It presses down on your chest until every breath is a fight.
It creeps into your veins, a cold coil of despair that winds itself around your heart and waits—just waits—for the right moment to squeeze.
Since the day I left Sanele behind, I woke each morning drenched in cold sweat. My body jolting upright before I was even conscious of being awake, lungs heaving, as my breaths forced their way through my body.
My stomach twisted in knots I couldn’t undo.
And my mind—my mind was a nest of nightmares.
Except they weren’t just nightmares.
They were memories that followed me.
Invading every sleeping and waking moment, crawling under my skin, like something alive and starving wanting to eat me from the inside out.
Reminding me that the past isn’t a place you can leave.
It’s not a door you can lock.
It’s a scar and one that deepens with time.
I wanted to believe a fresh start was possible.
That time and distance could bury the past, could quiet the screaming.
But every time I looked in the mirror, I saw a stranger staring back.
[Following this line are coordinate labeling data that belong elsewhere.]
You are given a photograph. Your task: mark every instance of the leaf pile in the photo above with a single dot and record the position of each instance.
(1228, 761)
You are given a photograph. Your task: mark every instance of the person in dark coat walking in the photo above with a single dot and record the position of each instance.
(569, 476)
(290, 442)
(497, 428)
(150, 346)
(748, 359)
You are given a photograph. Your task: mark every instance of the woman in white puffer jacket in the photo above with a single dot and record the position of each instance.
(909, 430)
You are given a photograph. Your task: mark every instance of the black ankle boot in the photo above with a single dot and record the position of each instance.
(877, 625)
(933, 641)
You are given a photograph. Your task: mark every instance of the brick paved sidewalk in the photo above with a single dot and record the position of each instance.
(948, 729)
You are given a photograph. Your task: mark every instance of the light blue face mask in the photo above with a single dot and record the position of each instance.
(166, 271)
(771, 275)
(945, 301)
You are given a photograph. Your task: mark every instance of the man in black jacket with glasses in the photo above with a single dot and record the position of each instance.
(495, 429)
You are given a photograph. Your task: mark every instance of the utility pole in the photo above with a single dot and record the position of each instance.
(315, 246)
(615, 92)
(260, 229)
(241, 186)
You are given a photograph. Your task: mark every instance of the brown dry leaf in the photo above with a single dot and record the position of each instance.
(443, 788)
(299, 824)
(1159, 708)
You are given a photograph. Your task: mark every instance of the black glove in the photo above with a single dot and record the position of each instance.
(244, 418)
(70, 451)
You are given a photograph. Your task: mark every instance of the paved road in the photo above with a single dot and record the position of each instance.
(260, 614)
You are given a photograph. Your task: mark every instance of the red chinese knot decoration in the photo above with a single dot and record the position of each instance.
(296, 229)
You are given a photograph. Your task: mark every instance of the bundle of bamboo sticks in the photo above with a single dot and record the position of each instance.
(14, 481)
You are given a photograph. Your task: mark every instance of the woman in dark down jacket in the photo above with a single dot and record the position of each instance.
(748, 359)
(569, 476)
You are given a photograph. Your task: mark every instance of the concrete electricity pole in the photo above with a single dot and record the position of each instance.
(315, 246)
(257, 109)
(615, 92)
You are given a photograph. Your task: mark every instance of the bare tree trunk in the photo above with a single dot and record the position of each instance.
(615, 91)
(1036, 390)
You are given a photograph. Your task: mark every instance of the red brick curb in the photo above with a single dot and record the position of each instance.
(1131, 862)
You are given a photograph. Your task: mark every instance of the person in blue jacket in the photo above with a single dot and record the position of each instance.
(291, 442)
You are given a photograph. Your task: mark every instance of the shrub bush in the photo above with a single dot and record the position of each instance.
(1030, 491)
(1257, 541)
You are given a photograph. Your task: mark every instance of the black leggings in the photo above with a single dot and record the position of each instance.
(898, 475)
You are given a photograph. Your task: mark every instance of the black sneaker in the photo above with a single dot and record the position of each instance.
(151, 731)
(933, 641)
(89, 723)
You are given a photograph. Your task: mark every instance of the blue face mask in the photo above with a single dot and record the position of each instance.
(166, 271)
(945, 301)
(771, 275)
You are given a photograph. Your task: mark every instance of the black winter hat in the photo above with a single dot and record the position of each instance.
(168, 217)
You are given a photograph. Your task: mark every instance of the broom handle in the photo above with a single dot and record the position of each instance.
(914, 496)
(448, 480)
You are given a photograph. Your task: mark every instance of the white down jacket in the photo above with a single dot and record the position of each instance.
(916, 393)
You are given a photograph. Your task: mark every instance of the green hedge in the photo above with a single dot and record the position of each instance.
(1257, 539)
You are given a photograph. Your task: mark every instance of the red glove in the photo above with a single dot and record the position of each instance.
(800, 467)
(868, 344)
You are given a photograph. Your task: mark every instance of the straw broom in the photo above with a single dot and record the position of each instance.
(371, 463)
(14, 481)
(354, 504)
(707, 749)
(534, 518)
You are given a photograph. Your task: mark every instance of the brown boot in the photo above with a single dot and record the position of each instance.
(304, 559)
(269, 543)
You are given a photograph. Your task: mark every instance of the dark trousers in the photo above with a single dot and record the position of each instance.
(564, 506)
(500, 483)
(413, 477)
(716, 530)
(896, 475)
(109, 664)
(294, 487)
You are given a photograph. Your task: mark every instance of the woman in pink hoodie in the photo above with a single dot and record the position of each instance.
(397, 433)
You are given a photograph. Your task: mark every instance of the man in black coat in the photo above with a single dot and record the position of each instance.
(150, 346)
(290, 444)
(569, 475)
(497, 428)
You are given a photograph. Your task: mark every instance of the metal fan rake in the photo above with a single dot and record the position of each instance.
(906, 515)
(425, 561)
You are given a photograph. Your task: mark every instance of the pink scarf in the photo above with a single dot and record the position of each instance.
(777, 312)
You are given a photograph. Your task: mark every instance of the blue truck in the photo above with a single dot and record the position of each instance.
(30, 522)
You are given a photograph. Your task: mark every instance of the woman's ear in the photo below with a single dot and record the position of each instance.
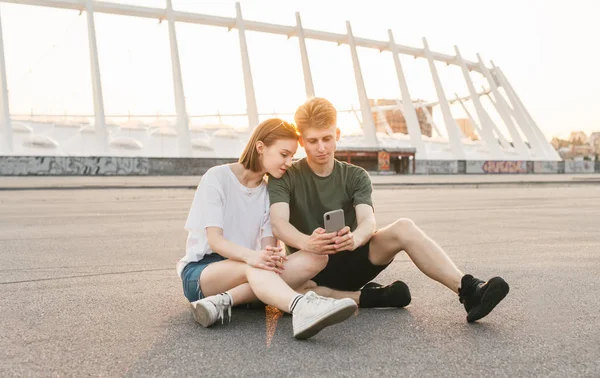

A face I didn’t recognize.
A version of me that didn’t fit the story I was trying to tell myself.
I wanted time to heal me.
I needed it to.
But no matter how far I ran, I was still running from myself.
Every day felt like a constant balancing act.
I pieced myself together with shaking hands, careful not to breathe too hard in case everything collapsed.
I told myself that no one could see the cracks if I smiled just right and spoke just enough.
Maybe no one would notice.
Because I knew that with one slip, one misstep, one moment of weakness—I’d fall.
Straight back into the ruins of my past and I wasn’t sure I had it in me to crawl out again.
So, I kept my head down.
I kept busy.
I pretended.
Routine became my armor.
If I moved enough, worked enough, maybe I could stay ahead of it. Maybe I could even fool myself into thinking I wasn’t unraveling.